In total the BBC’s licence fee revenue has actually fell by £170 million in the past year due to Government cuts in support that were used to provide free licences to those aged over 75. The BBC is struggling in particular with young people who the report found watch nearly as much content on YouTube as produced by the corporation. Currently the average person aged between 16 and 34 watches just seven and a half hours of BBC content, a figure significantly lower than for older age groups.
Overall, the proportion of the country that watches BBC1 at least once a week fell from 68 percent to 65.4 percent.
BBC2 also suffered a decline from 42.9 percent to 41.9 percent. The only BBC channels which succeeded in increasing their audiences were BBC News and BBC Parliament, likely related to last year’s drama around Brexit.
The report explained: “Young adults watched 11 hours a week on all TV channels on average – decreasing around 75 minutes year on year.

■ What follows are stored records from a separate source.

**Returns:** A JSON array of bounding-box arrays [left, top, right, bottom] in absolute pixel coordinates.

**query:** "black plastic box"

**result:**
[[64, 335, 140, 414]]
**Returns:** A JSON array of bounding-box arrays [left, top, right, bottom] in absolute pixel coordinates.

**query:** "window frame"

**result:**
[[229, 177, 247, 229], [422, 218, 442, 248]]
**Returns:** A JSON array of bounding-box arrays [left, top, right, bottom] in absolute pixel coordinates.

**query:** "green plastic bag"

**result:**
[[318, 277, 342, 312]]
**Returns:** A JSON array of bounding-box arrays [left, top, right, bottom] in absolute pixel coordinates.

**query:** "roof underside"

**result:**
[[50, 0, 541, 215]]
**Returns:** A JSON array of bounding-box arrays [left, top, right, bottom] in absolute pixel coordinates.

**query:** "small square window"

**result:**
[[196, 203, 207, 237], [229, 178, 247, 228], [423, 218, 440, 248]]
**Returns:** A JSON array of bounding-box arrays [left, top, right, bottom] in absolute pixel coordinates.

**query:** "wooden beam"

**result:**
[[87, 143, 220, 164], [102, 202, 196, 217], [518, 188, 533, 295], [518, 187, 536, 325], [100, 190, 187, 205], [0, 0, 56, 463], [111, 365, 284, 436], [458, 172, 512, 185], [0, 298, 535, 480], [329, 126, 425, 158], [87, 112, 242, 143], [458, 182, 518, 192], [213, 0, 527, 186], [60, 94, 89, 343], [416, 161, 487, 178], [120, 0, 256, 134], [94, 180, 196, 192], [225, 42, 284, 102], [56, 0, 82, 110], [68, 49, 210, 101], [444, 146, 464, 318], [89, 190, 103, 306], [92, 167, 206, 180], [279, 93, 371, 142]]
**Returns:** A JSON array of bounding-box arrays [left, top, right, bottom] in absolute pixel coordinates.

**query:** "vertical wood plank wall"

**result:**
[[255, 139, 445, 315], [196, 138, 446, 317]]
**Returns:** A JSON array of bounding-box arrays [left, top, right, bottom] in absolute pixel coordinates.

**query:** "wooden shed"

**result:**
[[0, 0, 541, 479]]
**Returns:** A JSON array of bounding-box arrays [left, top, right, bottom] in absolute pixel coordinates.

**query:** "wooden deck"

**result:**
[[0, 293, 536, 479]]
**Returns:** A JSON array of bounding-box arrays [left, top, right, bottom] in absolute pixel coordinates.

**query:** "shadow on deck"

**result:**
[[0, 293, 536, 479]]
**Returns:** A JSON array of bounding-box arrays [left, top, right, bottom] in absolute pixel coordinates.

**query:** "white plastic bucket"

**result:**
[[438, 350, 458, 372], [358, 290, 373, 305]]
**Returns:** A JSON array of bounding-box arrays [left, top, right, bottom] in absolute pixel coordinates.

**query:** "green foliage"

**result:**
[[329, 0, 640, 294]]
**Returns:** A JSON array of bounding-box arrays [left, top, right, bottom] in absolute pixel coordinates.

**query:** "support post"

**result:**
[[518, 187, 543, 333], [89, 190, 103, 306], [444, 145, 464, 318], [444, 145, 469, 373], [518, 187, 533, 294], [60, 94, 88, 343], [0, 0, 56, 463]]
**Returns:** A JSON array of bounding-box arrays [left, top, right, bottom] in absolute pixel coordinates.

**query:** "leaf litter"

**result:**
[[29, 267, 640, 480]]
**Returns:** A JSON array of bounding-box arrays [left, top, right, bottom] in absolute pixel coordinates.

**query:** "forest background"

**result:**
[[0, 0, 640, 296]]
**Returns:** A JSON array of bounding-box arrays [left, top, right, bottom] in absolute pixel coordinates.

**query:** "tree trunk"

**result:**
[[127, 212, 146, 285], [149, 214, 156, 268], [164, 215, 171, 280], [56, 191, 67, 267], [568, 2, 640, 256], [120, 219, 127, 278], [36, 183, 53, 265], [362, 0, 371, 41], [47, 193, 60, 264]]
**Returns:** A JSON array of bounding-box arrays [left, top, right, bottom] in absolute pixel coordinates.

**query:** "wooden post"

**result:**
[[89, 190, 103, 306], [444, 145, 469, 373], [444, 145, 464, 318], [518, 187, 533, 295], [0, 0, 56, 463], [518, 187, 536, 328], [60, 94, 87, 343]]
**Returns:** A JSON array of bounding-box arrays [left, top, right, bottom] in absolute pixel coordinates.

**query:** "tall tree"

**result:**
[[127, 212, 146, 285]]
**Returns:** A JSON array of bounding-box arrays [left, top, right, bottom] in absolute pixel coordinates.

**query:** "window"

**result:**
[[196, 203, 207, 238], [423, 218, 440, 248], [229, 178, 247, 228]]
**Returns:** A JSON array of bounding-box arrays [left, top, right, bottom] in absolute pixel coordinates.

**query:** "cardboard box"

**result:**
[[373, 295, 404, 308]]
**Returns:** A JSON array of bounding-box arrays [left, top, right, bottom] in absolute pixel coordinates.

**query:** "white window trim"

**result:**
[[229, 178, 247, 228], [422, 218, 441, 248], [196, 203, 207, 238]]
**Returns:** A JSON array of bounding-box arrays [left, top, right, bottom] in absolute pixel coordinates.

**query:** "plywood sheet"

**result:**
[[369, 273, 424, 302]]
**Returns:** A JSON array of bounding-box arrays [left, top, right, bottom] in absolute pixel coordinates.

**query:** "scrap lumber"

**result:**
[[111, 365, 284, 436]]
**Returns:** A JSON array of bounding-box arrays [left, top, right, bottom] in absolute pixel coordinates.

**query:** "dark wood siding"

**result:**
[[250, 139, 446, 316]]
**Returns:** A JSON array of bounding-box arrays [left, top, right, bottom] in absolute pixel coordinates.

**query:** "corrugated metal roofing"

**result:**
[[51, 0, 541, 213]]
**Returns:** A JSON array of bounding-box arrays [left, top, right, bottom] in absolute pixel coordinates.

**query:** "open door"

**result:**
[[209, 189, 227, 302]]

“In contrast, the time they spent using the TV set for subscription video on demand, gaming, YouTube and other purposes increased – up to around 40 minutes per week to just over nine hours weekly on average.”
Whilst its revenue fell the number of senior managers employed by the BBC rose by three to 153. In total 106 of these earn more than £150,000 per year giving them a higher pay than the Prime Minister. Another 76 BBC presenters and personalities also earn more than Boris Johnson. Last year Tim Davie, the incoming BBC director general, earned £642,000 as head of BBC Studios.
Unlike most BBC roles BBC Studios is not funded by licence fee payments and Mr Davie has agreed to take a pay cut in his new position. In a statement the BBC said: “Some measures are not going in the right direction.
“Headcount has increased from 19,231 to 19,572 and senior leader numbers have gone up from 250 to 253.
“As the new director general has said, the BBC will keep a focus on cost reduction so that the public service headcount is smaller.“
“The BBC also has to do more to better serve and reflect all licence fee payers.
“It is critical that the BBC gets this right.”
Earlier this year Defund The BBC was launched to campaign for the decriminalisation of TV licence non-payment.
The group has since picked up over 95,000 followers on Twitter.
Reacting to the news Rebecca Ryan, Defund The BBC’s campaign director, commented: “Whilst the BBC rinses cash-strapped Brits, the rich are getting richer.
“The BBC extracted much of this money from licence fee payers, under threat of harassment and prosecution.
“It is unacceptable that the Corporation see fit to pay such huge salaries.
“In the current climate, with so many people furloughed or facing redundancy or their businesses closing, it is a kick in the teeth to see the BBC being shown such largesse.”